The hippopotamus takes in silicon-rich grass and then – well, all that silicon has to go somewhere. “By eating huge amounts of grass and then defecating in water,” New Scientist says, “hippos are acting like living silicon pumps – and the health of their habitat may depend on it.” A single hippo can take in 40 kg of grass a day. A herd of hippos can transport 0.4 tons of it daily. Single-celled microbes and algae, the base of the food chain, depend on silica (silicon dioxide). “Hippos act as a kind of conveyor belt,” says reporter Ruby Prosser Scully, “transporting silica from land to water.”

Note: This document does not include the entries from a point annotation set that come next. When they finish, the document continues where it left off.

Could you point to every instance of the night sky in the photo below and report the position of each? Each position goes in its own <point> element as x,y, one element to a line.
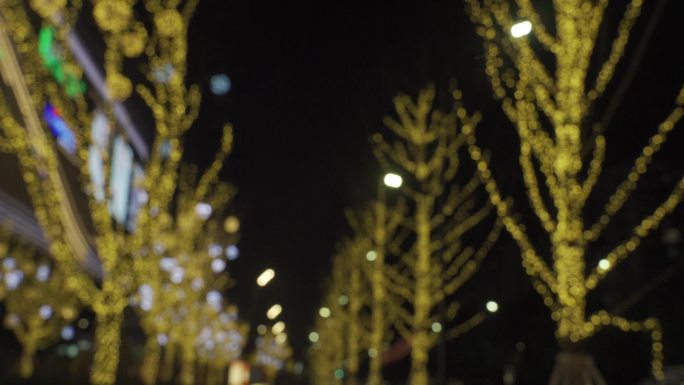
<point>311,83</point>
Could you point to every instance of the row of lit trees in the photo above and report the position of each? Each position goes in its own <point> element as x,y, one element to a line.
<point>406,259</point>
<point>169,264</point>
<point>561,155</point>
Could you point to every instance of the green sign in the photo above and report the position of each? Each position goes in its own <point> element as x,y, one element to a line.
<point>49,53</point>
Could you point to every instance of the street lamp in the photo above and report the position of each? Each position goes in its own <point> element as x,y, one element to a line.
<point>521,29</point>
<point>278,327</point>
<point>265,277</point>
<point>393,180</point>
<point>324,312</point>
<point>274,311</point>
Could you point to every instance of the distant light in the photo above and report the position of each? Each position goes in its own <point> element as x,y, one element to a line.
<point>298,367</point>
<point>261,329</point>
<point>214,299</point>
<point>218,265</point>
<point>12,320</point>
<point>521,29</point>
<point>281,338</point>
<point>45,312</point>
<point>13,279</point>
<point>274,311</point>
<point>43,273</point>
<point>492,306</point>
<point>220,84</point>
<point>203,210</point>
<point>324,312</point>
<point>232,252</point>
<point>83,323</point>
<point>72,351</point>
<point>68,332</point>
<point>215,250</point>
<point>604,264</point>
<point>162,339</point>
<point>278,327</point>
<point>231,225</point>
<point>264,278</point>
<point>68,312</point>
<point>167,263</point>
<point>177,274</point>
<point>393,180</point>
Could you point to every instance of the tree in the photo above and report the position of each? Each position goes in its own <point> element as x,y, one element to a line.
<point>550,107</point>
<point>380,227</point>
<point>37,306</point>
<point>157,42</point>
<point>440,261</point>
<point>185,263</point>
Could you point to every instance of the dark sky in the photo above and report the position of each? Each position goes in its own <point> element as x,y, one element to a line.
<point>310,83</point>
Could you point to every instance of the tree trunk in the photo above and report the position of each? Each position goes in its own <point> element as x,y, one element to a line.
<point>166,372</point>
<point>378,292</point>
<point>188,365</point>
<point>150,365</point>
<point>107,345</point>
<point>26,361</point>
<point>420,343</point>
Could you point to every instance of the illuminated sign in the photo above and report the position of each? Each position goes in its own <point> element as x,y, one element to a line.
<point>64,74</point>
<point>58,128</point>
<point>120,179</point>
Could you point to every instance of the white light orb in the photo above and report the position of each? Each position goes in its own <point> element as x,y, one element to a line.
<point>220,84</point>
<point>203,210</point>
<point>218,265</point>
<point>68,332</point>
<point>393,180</point>
<point>43,273</point>
<point>232,252</point>
<point>45,312</point>
<point>521,29</point>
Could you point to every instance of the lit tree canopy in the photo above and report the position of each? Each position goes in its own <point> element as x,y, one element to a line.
<point>562,151</point>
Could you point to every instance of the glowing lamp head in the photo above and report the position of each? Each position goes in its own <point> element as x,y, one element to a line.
<point>220,84</point>
<point>203,210</point>
<point>393,180</point>
<point>265,277</point>
<point>274,311</point>
<point>278,327</point>
<point>324,312</point>
<point>313,337</point>
<point>521,29</point>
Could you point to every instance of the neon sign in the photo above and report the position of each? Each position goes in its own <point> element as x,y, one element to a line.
<point>52,59</point>
<point>59,129</point>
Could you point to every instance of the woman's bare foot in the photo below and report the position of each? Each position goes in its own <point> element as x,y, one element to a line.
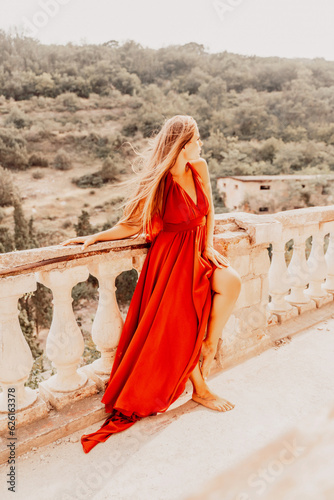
<point>211,400</point>
<point>208,351</point>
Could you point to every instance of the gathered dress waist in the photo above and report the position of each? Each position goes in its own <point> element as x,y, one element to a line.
<point>184,226</point>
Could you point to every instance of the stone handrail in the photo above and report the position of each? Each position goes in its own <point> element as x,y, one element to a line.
<point>271,293</point>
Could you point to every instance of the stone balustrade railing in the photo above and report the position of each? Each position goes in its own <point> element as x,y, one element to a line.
<point>272,293</point>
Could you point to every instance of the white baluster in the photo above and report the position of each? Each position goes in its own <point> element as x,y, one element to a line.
<point>108,322</point>
<point>329,257</point>
<point>298,272</point>
<point>278,279</point>
<point>65,343</point>
<point>316,264</point>
<point>16,359</point>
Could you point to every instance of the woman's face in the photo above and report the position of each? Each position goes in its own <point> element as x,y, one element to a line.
<point>193,147</point>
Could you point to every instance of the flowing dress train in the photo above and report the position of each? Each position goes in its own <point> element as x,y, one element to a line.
<point>161,338</point>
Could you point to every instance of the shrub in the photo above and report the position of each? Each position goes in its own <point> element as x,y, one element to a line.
<point>38,175</point>
<point>68,101</point>
<point>109,170</point>
<point>17,118</point>
<point>62,161</point>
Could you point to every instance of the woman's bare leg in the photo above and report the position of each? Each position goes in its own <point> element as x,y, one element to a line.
<point>227,281</point>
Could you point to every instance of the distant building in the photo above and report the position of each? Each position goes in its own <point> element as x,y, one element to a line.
<point>274,193</point>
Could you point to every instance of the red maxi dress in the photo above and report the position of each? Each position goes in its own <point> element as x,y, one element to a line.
<point>160,343</point>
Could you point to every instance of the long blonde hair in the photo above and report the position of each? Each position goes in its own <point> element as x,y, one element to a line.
<point>160,157</point>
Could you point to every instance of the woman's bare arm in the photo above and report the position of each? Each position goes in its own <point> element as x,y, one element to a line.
<point>118,232</point>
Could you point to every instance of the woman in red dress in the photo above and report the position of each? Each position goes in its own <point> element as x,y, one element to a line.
<point>186,290</point>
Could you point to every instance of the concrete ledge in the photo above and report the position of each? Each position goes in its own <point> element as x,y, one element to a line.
<point>73,417</point>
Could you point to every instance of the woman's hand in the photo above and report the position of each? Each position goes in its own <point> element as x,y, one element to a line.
<point>210,253</point>
<point>86,240</point>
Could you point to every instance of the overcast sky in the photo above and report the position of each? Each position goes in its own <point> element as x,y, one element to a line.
<point>285,28</point>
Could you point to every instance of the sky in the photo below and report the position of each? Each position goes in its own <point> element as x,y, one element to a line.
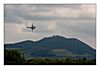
<point>67,20</point>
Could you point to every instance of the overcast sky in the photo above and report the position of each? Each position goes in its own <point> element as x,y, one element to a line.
<point>70,21</point>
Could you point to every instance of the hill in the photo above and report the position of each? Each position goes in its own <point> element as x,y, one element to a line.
<point>54,47</point>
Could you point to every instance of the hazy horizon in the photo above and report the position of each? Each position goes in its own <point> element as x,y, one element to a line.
<point>68,20</point>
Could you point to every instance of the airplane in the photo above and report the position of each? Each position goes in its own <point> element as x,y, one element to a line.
<point>32,27</point>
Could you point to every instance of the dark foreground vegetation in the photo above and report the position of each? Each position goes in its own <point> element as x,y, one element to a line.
<point>15,57</point>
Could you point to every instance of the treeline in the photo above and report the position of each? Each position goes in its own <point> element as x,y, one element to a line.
<point>15,57</point>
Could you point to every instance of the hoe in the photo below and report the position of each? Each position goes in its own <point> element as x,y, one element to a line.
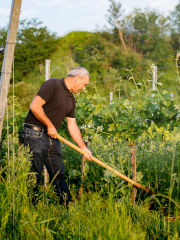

Firefly Efficiency Experts

A Belgian physicist was intrigued by fireflies as he camped in Central America on a field trip. Watching their dazzling display at night, he wondered how the flying insects emitted so much light without waste heat. Jean-Pol Vigneron took some of the bugs home, a short video on the BBC News says. His team found that the translucent cuticle over the light-emitting organ has an unusual shape. Each “tile” of cuticle overlaps like roof shingles, protruding in different directions. In addition, they found that the cross sections of these overlapping scales form right angles, like the profile of a factory roof. The team used lasers to etch a similar shape on light-sensitive material, and placed it over their test LED bulb. They found that it increased the efficiency of the bulb phenomenally – by 50 percent!

No matter where you look in the biosphere, organisms have superpowers that our engineers drool over. One thing is clear: these organisms did not design themselves. Something more clear: the Stuff Happens Law did not hit on these designs by sheer dumb luck.